「まさに現在日本の出来る限界点」空母いぶき アンテナピクトさんの映画レビュー(感想・評価)
まさに現在日本の出来る限界点
酷評が散見され、原作ファンの自分としては見るか見ないか迷いましたが、結果としては見て良かった。
原作からの大きな変更点は、①当事国が中国からフィリピン沖の架空の共和国に変更。②相手国側の描写が一切なく視点が日本側に限定されていること。③国連軍が参戦をして紛争が終結すること。ここが大きな変更点で、小さなものは戦闘の描写だと思います。

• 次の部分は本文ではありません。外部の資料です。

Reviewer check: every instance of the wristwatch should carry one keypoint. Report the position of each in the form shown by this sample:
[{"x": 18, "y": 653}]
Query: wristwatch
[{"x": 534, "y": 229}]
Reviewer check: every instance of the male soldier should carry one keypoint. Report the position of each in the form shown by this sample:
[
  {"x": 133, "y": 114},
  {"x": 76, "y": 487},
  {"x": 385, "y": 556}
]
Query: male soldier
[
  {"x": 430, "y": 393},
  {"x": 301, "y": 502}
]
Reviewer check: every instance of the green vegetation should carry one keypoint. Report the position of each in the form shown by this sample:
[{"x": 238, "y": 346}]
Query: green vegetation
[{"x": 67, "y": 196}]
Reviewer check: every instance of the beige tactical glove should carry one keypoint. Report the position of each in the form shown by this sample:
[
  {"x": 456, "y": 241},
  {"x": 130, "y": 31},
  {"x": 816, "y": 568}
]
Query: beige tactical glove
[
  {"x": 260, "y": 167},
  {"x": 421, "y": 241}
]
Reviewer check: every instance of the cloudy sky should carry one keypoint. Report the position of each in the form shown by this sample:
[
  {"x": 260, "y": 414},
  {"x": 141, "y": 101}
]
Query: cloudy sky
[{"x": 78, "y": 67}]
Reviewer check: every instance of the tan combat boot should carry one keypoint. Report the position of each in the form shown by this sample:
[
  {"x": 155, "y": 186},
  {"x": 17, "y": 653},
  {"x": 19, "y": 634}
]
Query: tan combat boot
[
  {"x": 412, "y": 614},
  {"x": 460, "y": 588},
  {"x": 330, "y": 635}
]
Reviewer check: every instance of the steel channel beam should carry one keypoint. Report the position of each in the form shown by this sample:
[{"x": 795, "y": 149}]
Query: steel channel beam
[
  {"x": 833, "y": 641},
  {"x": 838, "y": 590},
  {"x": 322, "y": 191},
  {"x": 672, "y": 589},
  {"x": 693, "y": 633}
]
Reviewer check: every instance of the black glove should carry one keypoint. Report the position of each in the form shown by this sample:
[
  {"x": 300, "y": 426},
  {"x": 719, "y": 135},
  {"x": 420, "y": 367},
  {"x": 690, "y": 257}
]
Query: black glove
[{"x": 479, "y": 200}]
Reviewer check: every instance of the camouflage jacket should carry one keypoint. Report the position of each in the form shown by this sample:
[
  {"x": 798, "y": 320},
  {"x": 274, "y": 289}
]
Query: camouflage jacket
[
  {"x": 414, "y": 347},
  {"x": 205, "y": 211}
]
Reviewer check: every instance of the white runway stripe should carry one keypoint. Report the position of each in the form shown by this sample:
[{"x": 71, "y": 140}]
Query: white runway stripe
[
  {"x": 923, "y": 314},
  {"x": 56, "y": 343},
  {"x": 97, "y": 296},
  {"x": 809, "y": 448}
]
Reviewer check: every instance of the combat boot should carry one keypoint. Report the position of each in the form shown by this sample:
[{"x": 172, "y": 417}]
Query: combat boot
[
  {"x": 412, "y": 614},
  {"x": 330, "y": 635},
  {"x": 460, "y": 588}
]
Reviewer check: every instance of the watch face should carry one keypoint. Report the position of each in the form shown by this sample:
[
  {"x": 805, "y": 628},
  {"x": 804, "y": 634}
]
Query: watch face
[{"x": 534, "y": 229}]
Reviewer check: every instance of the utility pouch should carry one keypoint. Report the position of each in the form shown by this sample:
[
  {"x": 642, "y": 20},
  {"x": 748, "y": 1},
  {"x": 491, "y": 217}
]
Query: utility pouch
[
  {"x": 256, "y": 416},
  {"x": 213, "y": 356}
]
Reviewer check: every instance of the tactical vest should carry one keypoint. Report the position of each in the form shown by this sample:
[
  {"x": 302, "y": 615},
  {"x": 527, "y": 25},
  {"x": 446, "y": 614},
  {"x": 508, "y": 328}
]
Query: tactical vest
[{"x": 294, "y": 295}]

なぜこの大きな変更点があったのかを自分なりに原作を踏まえて考えましたが、今回の制作意図は日本人に今の憲法9条のもとで実際の防衛出動になったら、どこまでが可能なのかをリアリティを持って示したかったのではないでしょうか。そのためには相手国がどこであっても日本の対応は変わらず、中国に限定する必要はなかった。そして戦闘描写も原作より抑制的に描写されてたことを考えると、一般国民は本当に今の防衛環境で良いのかを考えるいい機会になったと思います。本来はもっと安全に戦闘が出来る能力も戦力も持っているが、専守防衛の9条があることでせっかくの能力を封印し相手の何倍も困難な戦闘を余儀なくされ、結果、自衛隊員の尊い命が失われていた。本当に憲法9条が今のままで良いのかを考えさせられました。
佐藤さん演じる総理の描写も、腹が弱いのは最初のみで、戦後初の防衛出動を指示することに対する苦悩、決断後は国民と気持ちを一つにする、自衛隊員を信じる心情が伝わる演技だったと思います。
よく必要がないと言われているコンビニシーンですが、日常と同じ時間軸でまさに非日常の戦闘が行われていると言うのがよく伝わりました。
以上から、原作のいぶきより映画版は、更に現在に近い設定で今後の日本の防衛環境に一石を投じる作品だと思いました。